Source code for Zalo AI 2021 submission

Overview

zalo_ltr_2021

Source code for Zalo AI 2021 submission

Solution:

Pipeline

We use the pipepline in the picture below:

Our pipeline is combination of BM25 and Sentence Transfromer. Let us describe our approach briefly:
  • Step 1: We trained a BM25 model for searching similar pair. We used BM25 to create negative sentence pairs for training Sentence Transformer in Step 3.
  • Step 1: We trained Masked Language Model using legal corpus from training data. Our masked languague models are
VinAI/PhoBert-Large
FPTAI/ViBert
  • Step 3: Train Sentence Transformer + Contrative loss with 4 settings:
1. MLM PhoBert Large -> Sentence Transformer 
2. MLM ViBert -> Sentence Transformer
3. MLM PhoBert Large -> Condenser -> Sentence Transformer
4. MLM PhoBert Large -> Co-Condenser -> Sentence Transformer
  • Step 4: Using 4 models from step 3 to generate corresponding hard negative sentences for training round 2 in step 5.
  • Step 5: Training 4 above models round 2.
  • Step 5: Ensemble 4 models obtained from step 5.

Data

Raw data is in zac2021-ltr-data

Create Folder

Create a new folder for generated data for training mkdir generated_data

Train BM 25

To train BM25: python bm25_train.py Use load_docs to save time for later run: python bm25_train.py --load_docs

To evaluate: python bm25_create_pairs.py This step will also create top_k negative pairs from BM25. We choose top_k= 20, 50 Pairs will be saved to: pair_data/

These pairs will be used to train round 1 Sentence Transformer model

Create corpus:

Run python create_corpus.txt This step will create:

  • corpus.txt (for finetune language model)
  • cocondenser_data.json (for finetune CoCondenser model)

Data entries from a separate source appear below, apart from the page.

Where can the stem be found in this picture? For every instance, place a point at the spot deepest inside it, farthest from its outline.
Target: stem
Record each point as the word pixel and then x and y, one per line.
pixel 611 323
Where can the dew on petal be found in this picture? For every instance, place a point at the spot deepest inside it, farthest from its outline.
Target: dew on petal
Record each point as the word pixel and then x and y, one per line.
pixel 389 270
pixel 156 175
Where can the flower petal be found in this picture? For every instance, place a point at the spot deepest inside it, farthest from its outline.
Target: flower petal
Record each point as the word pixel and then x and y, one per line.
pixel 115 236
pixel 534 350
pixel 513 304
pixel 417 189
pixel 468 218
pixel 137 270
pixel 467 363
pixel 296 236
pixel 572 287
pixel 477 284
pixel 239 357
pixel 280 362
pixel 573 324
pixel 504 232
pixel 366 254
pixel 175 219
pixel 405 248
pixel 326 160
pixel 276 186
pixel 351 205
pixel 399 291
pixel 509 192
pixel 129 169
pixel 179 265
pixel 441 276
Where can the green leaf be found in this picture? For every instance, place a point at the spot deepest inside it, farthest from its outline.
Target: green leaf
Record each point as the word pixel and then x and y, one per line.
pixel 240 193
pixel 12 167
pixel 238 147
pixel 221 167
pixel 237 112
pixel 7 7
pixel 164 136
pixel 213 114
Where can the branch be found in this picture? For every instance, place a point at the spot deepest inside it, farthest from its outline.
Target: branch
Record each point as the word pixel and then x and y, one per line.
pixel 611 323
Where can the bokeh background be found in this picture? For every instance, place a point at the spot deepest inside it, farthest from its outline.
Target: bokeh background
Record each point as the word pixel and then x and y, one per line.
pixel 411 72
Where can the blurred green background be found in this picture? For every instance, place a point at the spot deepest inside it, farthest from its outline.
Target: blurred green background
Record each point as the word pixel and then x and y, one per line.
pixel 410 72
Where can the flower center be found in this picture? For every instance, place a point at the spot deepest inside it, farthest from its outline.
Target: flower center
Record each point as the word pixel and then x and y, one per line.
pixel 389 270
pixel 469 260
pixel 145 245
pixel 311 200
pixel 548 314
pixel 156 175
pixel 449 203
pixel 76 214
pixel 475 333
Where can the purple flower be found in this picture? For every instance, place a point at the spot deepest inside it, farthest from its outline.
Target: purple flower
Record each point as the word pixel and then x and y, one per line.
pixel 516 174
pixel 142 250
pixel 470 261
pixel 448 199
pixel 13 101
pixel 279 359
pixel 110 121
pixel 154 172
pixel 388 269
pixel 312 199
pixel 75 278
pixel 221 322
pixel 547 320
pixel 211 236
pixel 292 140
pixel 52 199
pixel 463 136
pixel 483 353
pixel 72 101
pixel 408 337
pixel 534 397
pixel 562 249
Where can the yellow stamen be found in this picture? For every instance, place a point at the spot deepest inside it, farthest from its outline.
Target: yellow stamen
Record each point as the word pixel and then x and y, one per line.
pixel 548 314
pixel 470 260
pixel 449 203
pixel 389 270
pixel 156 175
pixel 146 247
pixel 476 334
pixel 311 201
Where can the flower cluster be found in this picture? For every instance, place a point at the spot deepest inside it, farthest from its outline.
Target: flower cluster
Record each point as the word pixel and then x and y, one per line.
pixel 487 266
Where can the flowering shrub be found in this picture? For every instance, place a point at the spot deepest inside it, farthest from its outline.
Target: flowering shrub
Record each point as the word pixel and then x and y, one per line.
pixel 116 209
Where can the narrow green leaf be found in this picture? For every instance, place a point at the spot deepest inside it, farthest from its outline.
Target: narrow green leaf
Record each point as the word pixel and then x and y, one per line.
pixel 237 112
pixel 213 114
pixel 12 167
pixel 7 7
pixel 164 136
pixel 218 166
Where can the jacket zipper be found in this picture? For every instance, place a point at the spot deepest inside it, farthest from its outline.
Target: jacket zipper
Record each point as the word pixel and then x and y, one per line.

Finetune language model using Huggingface

Pretrained model:

  • viBERT: FPTAI/vibert-base-cased
  • vELECTRA: FPTAI/velectra-base-discriminator-cased
  • phobert-base: vinai/phobert-base
  • phobert-large: vinai/phobert-large

$MODEL_NAME= phobert-large $DATA_FILE= corpus.txt $SAVE_DIR= /path/to/your/save/directory

Run the following cmd to train Masked Language Model:

python run_mlm.py \
    --model_name_or_path $MODEL_NAME \
    --train_file $DATA_FILE \
    --do_train \
    --do_eval \
    --output_dir $SAVE_DIR \
    --line_by_line \
    --overwrite_output_dir \
    --save_steps 2000 \
    --num_train_epochs 20 \
    --per_device_eval_batch_size 32 \
    --per_device_train_batch_size 32

Train condenser and cocondenser from language model checkpoint

Original source code here: https://github.com/luyug/Condenser (we modified several lines of code to make it compatible with current version of transformers)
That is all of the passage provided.